What is apparent is that Wenger is not about to part with £70 million this summer; £100 million may be Chelsea's average annual expenditure on transfers in the Abramovich era but for the Frenchman, it is wasteful in the extreme. Having acquired a palatial new home, the decorations Wenger supplies will be rather cheaper, if no less illuminating. As he has already committed £17 million to the signings of Samir Nasri and Aaron Ramsey, poverty is relative (though the word is not in such need of a radical change of definition as slavery, if Sepp Blatter's comments are to be heeded). Yet if - or when - Alexander Hleb and Emmanuel Adebayor depart, Wenger could have a second successive summer transfer profit.

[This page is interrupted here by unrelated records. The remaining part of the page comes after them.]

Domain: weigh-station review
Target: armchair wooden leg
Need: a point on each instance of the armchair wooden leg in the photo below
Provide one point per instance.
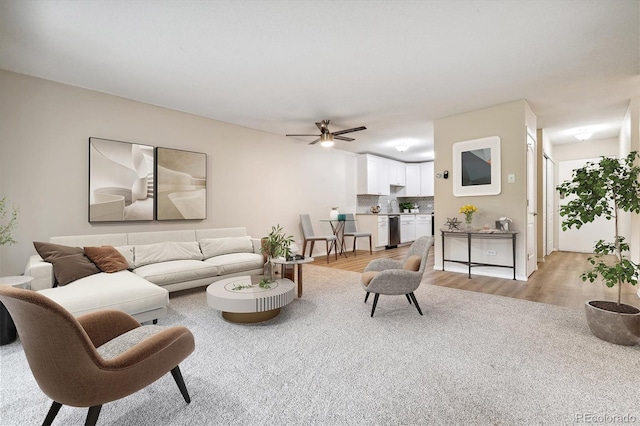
(177, 376)
(53, 412)
(415, 302)
(375, 302)
(92, 416)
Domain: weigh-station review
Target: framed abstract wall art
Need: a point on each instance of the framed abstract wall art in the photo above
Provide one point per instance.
(181, 184)
(476, 167)
(121, 179)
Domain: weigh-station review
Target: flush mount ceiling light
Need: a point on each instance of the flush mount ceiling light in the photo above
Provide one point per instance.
(583, 135)
(326, 140)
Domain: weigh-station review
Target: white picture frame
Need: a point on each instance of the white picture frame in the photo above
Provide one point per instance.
(476, 167)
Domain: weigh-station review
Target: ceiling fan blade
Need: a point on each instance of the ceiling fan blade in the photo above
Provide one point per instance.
(355, 129)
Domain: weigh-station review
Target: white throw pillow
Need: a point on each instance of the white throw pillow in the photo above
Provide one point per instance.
(147, 254)
(217, 246)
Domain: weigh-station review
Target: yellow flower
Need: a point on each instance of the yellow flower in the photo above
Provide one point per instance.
(469, 208)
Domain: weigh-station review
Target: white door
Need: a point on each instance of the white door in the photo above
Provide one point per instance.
(581, 240)
(549, 207)
(532, 260)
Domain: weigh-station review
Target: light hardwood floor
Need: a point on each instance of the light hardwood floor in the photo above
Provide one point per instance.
(557, 280)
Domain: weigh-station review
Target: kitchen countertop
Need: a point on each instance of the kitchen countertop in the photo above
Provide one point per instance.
(386, 214)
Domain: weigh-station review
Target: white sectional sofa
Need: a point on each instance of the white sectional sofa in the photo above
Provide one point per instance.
(158, 263)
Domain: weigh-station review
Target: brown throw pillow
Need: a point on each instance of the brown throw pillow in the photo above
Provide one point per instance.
(107, 258)
(412, 263)
(69, 263)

It would also endorse his analysis of the club's bank balance. For the next two decades, Arsenal may be a selling club. That may bring a perverse pleasure to Wenger. With a kind of inverse snobbery, some prefer to deem themselves poor; certainly if the alternative is being nouveau riche, like Chelsea. The Arsenal manager takes pride in his husbandry. Yet, while he often appears too cerebral to involve himself in the murky world of commerce, he has long adopted the salesman's mantra of 'buy low, sell high'. Arsenal could get a 400 percent, or even a 500 percent, return on their investment in Adebayor, barely six months after Wenger made a quick profit on Lassana Diarra.
Moreover, a change of status may suit the Frenchman's style. Wenger enjoys more autonomy and popularity than most managers but such criticisms that have been aired recently concern Arsenal's three successive seasons without silverware. Yet a public admission that they are operating on a very different scale to Manchester United, Chelsea and Liverpool means the parameters change; success becomes continued qualification for the Champions League and the development of players who become assets on the balance sheet and in the transfer market.

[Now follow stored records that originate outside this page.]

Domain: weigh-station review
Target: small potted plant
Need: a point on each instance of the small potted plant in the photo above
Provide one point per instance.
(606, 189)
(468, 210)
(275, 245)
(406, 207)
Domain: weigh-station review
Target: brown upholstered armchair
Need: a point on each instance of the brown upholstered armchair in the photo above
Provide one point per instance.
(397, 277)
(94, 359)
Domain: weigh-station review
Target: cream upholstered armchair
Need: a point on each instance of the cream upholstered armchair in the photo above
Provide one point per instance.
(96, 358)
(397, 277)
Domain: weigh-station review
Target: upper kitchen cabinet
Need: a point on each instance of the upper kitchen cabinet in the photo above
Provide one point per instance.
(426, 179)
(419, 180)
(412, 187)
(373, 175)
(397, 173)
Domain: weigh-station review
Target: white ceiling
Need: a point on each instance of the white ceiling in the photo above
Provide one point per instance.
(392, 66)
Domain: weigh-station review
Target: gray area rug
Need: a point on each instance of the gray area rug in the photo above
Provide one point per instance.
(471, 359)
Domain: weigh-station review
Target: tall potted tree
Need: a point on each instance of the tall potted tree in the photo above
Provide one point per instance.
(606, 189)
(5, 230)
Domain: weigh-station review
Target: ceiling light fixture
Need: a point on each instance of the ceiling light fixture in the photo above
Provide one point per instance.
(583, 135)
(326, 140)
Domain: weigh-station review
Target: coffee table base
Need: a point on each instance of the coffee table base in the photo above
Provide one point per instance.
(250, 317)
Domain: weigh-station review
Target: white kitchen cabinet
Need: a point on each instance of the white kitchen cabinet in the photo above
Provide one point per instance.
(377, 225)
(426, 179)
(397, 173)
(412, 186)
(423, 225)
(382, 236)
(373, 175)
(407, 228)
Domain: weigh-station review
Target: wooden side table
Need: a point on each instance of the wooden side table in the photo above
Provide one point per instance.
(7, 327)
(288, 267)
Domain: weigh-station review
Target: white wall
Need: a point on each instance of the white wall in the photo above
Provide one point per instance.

Given Wenger's obstinacy and his faith in his discoveries, that may permit him more leeway: with less expectation of an arrival to reinforce his defence, he could permit Alexander Song more opportunities there; rather than a big-money replacement for the departed Mathieu Flamini, he could move Abou Diaby infield; only in attack, where the loss of Adebayor and Eduardo's long-term absence would leave a void, would he need to buy.

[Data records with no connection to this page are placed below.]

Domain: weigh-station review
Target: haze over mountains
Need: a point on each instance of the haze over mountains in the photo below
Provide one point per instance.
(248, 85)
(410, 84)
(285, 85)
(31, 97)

It also makes the club's long-term strategy still more dependent upon Wenger. Perhaps silverware becomes a secondary consideration to balancing the books, but it is hard to think of a comparable manager who would willingly forego a transfer budget and continue to deliver top-four finishes. While Chelsea experienced a rare summer in the black last year, January was more costly with the £24 million paid for Nicolas Anelka and Branislav Ivanovic already looking misspent and a greater outlay can be anticipated this summer.
Manchester United may produce a seemingly healthy profit this summer, but that would involve Cristiano Ronaldo's departure; their only recent summer when income exceeded expenditure came courtesy of John Obi Mikel's complicated choice of Chelsea. In comparison and largely because of Thierry Henry, Arsenal took in more than they paid out last summer. It is starting to look like a pattern.
There are contrasts in the capital. Peter Kenyon's much-quoted comments about Chelsea's intention to break even by 2009 continue to look wildly optimistic. Tottenham, habitual big spenders, have exceeded £100 million in outgoing transfer fees in the last 14 months. West Ham are experimenting with frugality now; their problem is that the players bought over the three previous transfer windows are almost entirely in the second half of their careers. Their values will decrease as those of Arsenal's youthful collective increase. As the arrival of the 17-year-old Ramsey shows, Wenger's focus on potential has never wavered.
While Arsenal possess the carrot of Champions League football to help them compete with bigger buyers beneath them in the league, so does their style of play. Listening to Wenger and eager converts such as Robin van Persie and Cesc Fabregas on the playing staff, there can be an evangelical element to their faith in Arsenal, even if some attempts to claim the moral high ground are misguided.
But when such an ethos produces a constant stream of talent and enables Arsenal to challenge the large spenders who covet their status, eschewing short-termism is justified. The question is often posed of what Arsenal could achieve if Wenger possessed more of a pragmatic streak, but perhaps the idealist is proving the best businessman of them all.